Der NATO-Gipfel am 11. und 12. Juli gibt den Europäern die Gelegenheit für eine ehrliche Bestandsaufnahme. Werden sie eine solche wagen? Die NATO sichert unseren Kontinent, sie ist weiterhin vonnöten. Sie hat ein vormals für undenkbar gehaltenes Niveau der Interoperabilität der Armeen unseres Kontinents ermöglicht. Falls Europa sich allerdings zu wahrhaftigen Anstrengungen durchringt, die seine eigene Verteidigung auf längere Sicht betreffen, so kann es sein Schicksal selbst in die Hand nehmen. Die Allianz vertritt das Lager der liberalen Demokratie in einer Welt, in der sie sich auf dem Rückzug befindet. Sie besitzt einen Mehrwert im Angesicht einer von Revisionismus und Unsicherheit geprägten Nachbarschaft.

Doch will Donald Trump diese Allianz überhaupt noch?
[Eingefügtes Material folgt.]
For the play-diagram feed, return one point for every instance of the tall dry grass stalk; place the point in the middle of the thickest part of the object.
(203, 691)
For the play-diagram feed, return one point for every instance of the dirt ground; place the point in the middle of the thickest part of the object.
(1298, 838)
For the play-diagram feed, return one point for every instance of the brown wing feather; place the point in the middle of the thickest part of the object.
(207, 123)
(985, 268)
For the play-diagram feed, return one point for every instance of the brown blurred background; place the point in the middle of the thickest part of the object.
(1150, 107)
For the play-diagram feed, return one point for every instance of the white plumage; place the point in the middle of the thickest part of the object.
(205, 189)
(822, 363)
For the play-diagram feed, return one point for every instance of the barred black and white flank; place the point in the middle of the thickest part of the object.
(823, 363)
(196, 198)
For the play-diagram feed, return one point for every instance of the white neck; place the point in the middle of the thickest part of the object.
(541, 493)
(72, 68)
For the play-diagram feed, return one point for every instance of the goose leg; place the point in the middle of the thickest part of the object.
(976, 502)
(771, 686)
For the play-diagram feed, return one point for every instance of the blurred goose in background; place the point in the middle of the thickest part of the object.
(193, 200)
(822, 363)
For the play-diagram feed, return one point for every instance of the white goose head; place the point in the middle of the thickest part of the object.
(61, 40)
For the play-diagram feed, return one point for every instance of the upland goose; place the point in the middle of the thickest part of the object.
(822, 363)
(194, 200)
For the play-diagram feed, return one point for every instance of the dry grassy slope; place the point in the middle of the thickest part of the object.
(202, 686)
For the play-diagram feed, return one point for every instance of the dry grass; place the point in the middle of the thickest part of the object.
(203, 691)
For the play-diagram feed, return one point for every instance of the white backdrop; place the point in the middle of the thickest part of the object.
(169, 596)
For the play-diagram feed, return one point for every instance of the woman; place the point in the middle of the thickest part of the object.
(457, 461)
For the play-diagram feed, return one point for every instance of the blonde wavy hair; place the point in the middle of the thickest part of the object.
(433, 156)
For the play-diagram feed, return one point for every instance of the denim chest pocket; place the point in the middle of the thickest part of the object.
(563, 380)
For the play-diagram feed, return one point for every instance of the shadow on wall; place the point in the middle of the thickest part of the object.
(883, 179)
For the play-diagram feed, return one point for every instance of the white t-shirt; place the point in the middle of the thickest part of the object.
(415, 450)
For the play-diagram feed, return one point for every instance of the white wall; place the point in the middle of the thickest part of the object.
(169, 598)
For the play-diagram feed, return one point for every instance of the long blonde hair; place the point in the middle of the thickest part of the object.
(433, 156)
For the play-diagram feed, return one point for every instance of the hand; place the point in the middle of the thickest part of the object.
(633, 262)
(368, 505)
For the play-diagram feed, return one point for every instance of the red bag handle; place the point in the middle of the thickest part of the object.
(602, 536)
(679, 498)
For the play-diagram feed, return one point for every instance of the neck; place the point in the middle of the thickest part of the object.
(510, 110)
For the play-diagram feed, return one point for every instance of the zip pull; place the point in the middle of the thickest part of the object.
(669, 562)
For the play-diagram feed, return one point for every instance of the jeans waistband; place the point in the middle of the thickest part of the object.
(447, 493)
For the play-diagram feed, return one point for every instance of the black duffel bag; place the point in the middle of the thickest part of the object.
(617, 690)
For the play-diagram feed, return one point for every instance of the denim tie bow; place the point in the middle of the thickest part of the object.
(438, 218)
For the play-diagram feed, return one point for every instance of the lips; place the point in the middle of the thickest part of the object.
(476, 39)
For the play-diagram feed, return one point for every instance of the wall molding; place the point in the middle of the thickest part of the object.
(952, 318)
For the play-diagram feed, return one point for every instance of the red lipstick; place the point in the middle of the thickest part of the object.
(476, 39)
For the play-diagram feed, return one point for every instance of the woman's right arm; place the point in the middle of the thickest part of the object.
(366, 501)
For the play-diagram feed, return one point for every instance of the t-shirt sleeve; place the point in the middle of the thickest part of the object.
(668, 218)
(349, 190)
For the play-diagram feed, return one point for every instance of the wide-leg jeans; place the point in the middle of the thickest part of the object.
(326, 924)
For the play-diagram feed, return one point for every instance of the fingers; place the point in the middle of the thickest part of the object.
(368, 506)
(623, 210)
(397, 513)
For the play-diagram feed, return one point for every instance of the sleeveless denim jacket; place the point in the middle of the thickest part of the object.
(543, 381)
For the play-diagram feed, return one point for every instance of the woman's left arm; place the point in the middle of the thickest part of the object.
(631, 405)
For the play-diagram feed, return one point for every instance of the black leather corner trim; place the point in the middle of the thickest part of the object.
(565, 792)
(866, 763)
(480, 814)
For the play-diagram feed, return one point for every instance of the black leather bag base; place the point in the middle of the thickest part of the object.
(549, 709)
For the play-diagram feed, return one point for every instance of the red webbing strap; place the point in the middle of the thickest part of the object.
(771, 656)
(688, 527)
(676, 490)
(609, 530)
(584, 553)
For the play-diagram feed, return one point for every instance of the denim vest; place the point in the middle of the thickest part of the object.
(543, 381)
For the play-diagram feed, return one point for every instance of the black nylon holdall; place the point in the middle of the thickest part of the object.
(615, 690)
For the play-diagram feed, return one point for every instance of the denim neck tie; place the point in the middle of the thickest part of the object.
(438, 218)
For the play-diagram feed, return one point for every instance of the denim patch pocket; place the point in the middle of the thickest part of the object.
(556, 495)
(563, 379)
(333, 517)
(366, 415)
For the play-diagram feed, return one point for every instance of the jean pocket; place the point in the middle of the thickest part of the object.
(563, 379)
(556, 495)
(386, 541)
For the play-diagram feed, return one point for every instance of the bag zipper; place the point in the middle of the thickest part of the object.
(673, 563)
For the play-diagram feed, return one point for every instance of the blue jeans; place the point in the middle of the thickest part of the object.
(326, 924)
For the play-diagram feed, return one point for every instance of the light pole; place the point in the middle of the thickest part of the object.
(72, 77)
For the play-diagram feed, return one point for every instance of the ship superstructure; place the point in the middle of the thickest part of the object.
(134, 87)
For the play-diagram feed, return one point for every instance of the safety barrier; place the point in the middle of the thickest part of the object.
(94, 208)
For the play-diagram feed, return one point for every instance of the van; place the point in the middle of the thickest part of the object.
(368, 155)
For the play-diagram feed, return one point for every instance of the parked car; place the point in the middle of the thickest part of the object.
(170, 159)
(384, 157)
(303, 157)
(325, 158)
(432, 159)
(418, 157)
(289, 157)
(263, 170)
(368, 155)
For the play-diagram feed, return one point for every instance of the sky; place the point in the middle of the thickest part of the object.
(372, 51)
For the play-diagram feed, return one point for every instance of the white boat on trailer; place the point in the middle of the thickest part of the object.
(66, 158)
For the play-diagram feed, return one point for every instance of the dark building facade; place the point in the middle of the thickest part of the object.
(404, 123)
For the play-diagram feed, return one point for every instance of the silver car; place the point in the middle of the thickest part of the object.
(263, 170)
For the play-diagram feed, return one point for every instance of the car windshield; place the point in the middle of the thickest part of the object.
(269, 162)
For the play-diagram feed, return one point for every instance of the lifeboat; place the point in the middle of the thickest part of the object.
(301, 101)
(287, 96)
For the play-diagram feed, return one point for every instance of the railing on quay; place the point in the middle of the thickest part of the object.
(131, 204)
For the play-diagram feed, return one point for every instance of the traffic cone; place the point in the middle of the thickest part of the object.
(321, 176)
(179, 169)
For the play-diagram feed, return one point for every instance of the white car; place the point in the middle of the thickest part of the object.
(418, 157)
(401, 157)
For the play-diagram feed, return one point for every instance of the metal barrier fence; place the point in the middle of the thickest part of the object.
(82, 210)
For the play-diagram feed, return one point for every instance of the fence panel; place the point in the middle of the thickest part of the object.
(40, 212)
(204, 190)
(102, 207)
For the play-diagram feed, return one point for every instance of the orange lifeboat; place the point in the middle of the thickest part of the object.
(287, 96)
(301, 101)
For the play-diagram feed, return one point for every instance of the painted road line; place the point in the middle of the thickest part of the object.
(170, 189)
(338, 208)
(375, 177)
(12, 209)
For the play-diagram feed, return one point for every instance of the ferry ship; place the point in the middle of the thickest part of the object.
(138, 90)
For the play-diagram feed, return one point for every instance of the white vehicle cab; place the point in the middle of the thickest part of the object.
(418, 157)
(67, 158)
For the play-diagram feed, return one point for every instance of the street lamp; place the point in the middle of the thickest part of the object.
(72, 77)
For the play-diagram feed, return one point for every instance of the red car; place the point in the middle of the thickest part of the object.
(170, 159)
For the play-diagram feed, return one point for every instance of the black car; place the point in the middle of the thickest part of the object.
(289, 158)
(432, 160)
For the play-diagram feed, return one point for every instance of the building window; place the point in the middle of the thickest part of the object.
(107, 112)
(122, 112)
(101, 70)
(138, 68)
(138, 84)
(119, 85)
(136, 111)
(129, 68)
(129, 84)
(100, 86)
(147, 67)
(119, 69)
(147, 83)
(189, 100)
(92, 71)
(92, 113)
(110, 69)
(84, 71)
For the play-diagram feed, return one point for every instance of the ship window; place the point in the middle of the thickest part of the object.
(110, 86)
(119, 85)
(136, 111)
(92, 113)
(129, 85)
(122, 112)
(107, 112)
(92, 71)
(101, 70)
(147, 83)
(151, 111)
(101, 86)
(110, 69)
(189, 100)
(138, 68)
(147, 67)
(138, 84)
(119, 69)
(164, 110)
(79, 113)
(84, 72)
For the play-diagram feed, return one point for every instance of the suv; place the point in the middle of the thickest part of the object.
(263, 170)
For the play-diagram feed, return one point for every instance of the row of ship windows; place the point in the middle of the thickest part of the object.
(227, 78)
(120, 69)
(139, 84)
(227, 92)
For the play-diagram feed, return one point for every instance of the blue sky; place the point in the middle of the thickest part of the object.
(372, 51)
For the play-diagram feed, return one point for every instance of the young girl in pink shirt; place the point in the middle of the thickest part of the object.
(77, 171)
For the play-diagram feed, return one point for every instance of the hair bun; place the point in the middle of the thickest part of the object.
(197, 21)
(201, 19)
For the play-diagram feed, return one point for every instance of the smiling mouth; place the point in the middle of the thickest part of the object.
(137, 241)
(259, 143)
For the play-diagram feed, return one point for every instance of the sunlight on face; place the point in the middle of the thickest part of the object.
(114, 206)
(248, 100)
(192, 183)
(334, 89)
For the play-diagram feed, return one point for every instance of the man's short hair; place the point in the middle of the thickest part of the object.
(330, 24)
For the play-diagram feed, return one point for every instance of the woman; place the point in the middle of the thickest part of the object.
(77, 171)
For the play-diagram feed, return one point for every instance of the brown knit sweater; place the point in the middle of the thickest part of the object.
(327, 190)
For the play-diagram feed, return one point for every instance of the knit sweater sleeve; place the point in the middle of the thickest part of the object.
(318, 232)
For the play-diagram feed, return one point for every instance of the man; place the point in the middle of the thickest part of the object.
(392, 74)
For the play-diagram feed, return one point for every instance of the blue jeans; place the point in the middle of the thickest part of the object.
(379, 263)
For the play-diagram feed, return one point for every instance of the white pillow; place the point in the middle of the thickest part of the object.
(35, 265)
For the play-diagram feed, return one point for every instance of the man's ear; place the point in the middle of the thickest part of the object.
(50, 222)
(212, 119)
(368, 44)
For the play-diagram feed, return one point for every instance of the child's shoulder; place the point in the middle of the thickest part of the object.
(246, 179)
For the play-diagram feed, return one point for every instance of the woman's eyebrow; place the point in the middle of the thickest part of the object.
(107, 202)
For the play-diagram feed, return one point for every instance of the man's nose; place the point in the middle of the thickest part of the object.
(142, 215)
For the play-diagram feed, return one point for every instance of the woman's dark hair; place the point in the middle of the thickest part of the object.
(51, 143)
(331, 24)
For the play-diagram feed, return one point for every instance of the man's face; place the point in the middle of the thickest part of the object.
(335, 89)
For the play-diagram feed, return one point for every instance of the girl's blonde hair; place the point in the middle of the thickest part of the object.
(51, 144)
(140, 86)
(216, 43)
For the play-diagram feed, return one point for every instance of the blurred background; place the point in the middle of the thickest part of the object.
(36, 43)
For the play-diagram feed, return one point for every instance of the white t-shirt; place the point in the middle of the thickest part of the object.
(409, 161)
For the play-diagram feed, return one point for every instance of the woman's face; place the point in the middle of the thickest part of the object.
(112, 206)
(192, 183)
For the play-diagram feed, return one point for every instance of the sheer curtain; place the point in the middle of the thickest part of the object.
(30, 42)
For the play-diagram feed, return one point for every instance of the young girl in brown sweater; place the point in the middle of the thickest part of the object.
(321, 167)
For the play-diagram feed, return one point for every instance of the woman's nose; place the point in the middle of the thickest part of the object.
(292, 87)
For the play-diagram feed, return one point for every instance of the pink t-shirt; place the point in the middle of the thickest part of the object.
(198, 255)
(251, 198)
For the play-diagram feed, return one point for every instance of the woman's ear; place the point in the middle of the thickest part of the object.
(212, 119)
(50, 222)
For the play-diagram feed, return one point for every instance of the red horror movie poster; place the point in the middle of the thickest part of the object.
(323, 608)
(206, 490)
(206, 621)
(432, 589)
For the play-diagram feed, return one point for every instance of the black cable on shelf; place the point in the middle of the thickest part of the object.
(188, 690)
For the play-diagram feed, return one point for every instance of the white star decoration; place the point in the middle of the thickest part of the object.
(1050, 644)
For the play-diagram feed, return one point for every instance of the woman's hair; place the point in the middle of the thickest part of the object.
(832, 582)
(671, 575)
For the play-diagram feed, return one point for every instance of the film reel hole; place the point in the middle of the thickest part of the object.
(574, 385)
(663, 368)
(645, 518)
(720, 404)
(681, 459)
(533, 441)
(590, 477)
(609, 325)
Er trifft Diktatoren wie Kim Jong Un, bespricht sich mit dem russischen Präsidenten nur wenige Tage nach dem NATO-Gipfel, präferiert einen als Bilateralismus getarnten Minilateralismus, bemüht sich um Zwietracht unter den Europäern. Hat sich der amerikanische Präsident dazu entschlossen, Europa, den zweiten großen Pfeiler der globalen Demokratie, schwächen zu wollen? Um mit dem aufsteigenden Asien und dessen autoritären Regimen mithalten zu können? Will er das wirklich und hat er dazu die Mittel? Und ist das den Europäern so eng verbundene amerikanische Volk mit dieser angekündigten Abkehr vom nationalen Erbe einverstanden?

Die Europäer täten gut daran, die ungenaue und ungerechtfertigte Kritik dieses so speziellen Präsidenten nicht zu akzeptieren und ihm die ehrliche Frage zu stellen: Wollen Sie die NATO verlassen?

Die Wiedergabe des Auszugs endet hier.